Friday, October 07, 2011
I was recently to Coney Island, in Brooklyn, New York and I took a lot of pictures. I made note cards out of some of the pictures and sent one to Amie, a long time friend of mine who lives in Staten Island – right across the Narrows from Brooklyn and, therefore, not all that far from Coney Island. We have corresponded for as long as I can remember.
Amie wrote back to me and did so on a card that she made. She wrote how much she liked my card. It brought back a lot of memories for her, for she used to go to Coney Island as a teenager and how she loved the fireworks that were set off every Tuesday night.
She said my card is beautiful. And so is hers. It is card she made by hand. She wrote all over the inside and back. She could not write on the front, for that is adorned with little plastic colored beads on a background of deep blue. The beads are glued on in a fan like shape – not unlike the majestic tail of a peacock. But they are more like a burst of fireworks on a long gone Tuesday night, on Coney Island. It is a special card, one that I know was made with love and especially for me.

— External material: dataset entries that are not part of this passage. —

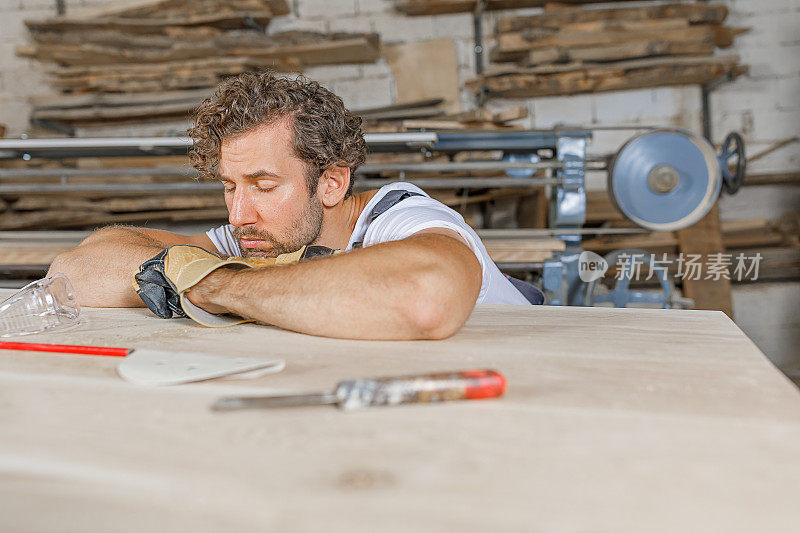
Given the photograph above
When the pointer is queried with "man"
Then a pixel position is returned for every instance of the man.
(285, 151)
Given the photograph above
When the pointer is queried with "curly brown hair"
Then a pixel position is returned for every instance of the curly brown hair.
(325, 133)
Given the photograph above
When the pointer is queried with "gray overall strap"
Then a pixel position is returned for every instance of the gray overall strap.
(389, 200)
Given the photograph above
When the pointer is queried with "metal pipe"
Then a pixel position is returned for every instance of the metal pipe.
(149, 143)
(66, 172)
(6, 174)
(533, 233)
(464, 166)
(461, 183)
(115, 188)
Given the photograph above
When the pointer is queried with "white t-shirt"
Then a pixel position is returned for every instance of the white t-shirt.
(402, 220)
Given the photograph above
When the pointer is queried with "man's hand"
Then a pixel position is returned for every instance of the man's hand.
(102, 266)
(423, 287)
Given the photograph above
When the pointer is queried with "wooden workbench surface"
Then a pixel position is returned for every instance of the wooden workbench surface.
(614, 421)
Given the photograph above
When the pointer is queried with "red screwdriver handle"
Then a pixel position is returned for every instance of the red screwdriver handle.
(64, 348)
(425, 388)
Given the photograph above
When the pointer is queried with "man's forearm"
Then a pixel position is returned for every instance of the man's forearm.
(101, 268)
(409, 289)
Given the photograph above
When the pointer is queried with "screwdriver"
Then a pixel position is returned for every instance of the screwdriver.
(361, 393)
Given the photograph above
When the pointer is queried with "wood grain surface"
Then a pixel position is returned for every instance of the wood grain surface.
(615, 420)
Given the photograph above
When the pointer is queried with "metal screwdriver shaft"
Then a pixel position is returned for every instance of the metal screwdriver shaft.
(362, 393)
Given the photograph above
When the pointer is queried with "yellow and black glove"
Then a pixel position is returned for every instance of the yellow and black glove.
(162, 281)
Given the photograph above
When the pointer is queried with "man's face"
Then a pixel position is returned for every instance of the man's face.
(266, 192)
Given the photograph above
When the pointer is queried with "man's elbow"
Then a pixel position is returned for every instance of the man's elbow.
(437, 311)
(63, 262)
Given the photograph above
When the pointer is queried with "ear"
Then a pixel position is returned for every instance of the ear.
(333, 185)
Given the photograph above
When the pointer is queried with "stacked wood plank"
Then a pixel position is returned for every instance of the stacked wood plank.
(431, 115)
(440, 7)
(159, 58)
(570, 50)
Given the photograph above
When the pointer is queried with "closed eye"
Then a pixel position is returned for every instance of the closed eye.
(264, 187)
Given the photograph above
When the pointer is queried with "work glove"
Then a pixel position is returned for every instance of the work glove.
(162, 281)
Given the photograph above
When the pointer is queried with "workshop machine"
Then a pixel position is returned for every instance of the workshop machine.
(662, 179)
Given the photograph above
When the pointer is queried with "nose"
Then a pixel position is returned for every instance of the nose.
(241, 210)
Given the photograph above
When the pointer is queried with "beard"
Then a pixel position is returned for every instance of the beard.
(305, 230)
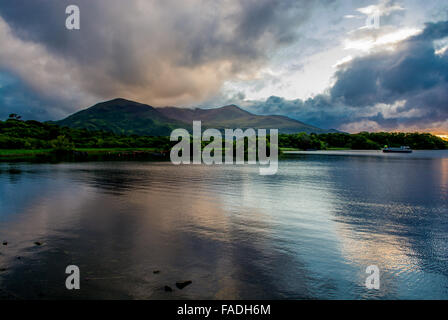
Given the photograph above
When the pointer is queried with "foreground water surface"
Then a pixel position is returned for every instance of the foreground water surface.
(308, 232)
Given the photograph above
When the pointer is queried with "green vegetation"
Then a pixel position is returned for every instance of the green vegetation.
(362, 141)
(32, 138)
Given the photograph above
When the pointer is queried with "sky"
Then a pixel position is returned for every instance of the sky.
(321, 62)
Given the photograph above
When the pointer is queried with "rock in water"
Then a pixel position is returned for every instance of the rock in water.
(181, 285)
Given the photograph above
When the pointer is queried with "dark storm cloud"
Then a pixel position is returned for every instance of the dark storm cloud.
(412, 78)
(159, 52)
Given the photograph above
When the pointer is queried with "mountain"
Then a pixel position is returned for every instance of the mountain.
(233, 117)
(122, 117)
(128, 117)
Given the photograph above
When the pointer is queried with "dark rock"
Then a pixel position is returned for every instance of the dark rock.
(181, 285)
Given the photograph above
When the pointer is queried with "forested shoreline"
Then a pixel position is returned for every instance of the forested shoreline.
(16, 134)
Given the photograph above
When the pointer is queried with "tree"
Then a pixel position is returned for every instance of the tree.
(14, 116)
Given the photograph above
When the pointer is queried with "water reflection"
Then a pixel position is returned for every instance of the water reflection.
(308, 232)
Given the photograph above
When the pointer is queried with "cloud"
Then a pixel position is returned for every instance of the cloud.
(159, 52)
(404, 88)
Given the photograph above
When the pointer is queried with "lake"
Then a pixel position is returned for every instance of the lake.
(310, 231)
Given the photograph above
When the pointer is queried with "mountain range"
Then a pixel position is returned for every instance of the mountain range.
(123, 116)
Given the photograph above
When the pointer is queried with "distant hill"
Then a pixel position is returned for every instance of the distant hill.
(122, 116)
(128, 117)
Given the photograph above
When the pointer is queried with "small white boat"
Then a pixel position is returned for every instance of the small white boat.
(402, 149)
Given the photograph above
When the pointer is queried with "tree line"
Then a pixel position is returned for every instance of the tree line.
(18, 134)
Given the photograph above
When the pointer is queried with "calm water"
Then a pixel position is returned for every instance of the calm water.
(308, 232)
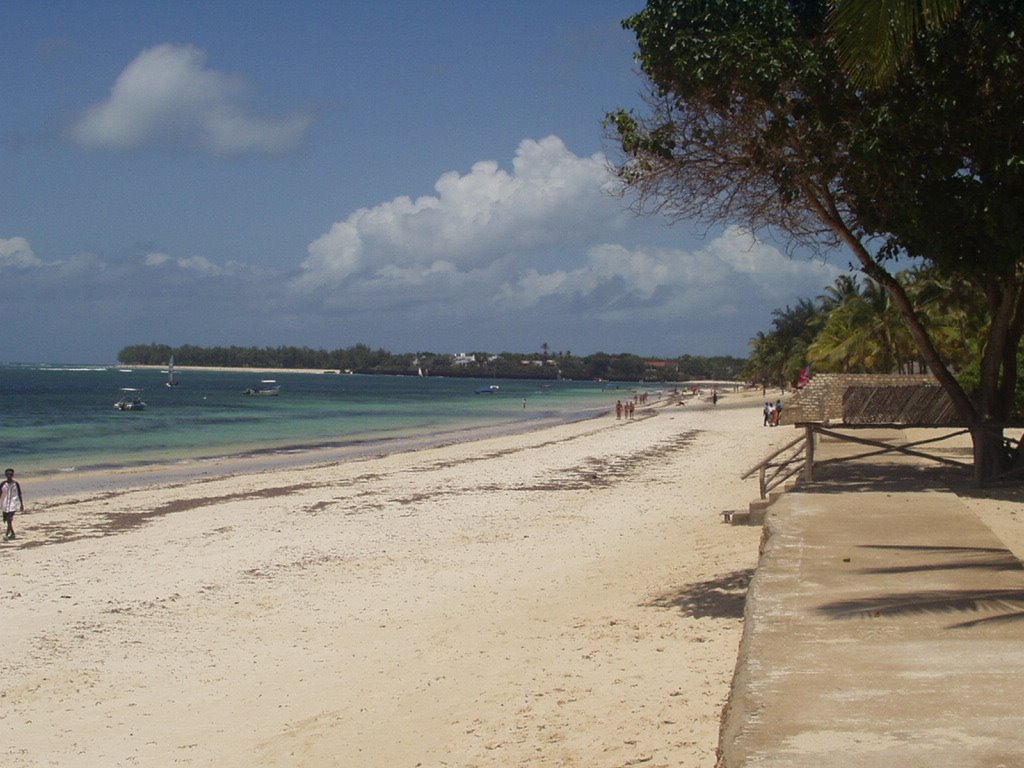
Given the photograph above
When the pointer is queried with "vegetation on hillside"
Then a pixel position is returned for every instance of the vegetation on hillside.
(757, 118)
(364, 359)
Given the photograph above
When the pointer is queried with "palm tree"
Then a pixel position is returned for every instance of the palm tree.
(864, 334)
(872, 37)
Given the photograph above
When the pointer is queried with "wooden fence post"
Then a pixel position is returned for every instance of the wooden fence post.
(809, 453)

I know that my card brought back good and warm memories for her. I cannot remember exactly what photograph I used for the card – for I made a bunch of them. Yet I like Amie’s better. It brings back other memories to me, memories of all the times we have written to each other and how the letters and cards have carried so well the ups and downs of the human heart in its search for beauty, for goodness, for God. Amie is an artist and has used her gift to bring the mystery of God to view – through pastels, slides, and, in the case of the card sitting here on my desk, little dazzling plastic orbs of color and arrangement.
She lets go her of art very easily. She gives away a lot of it – and somehow it seems to move her to create more, to give away more.
She recently told me that she will soon be heading to a Benedictine monastery in Erie, Pennsylvania for a stay. I know some of the women there – and I know that Amie will be welcomed and loved. The community there thrives on art and any artist is welcome.
There are times I wonder if we have reached a point where words need a rest. Have we exhausted them? Maybe. Words that try to seize mystery are woefully overburdened. And so it is that art then takes the stage and has its “say.” It communicates beauty in color, form, wonder – and it satisfies our restless need to create something near divine with whatever we have at our disposal. And then some of us, like Amie, give it away. I cannot express in words how much her friendship means to me. I have learned so much from her – she is a traveler who is seeking the divine because somehow she has already found it. And she won’t let it go. She can do that – and still give it away.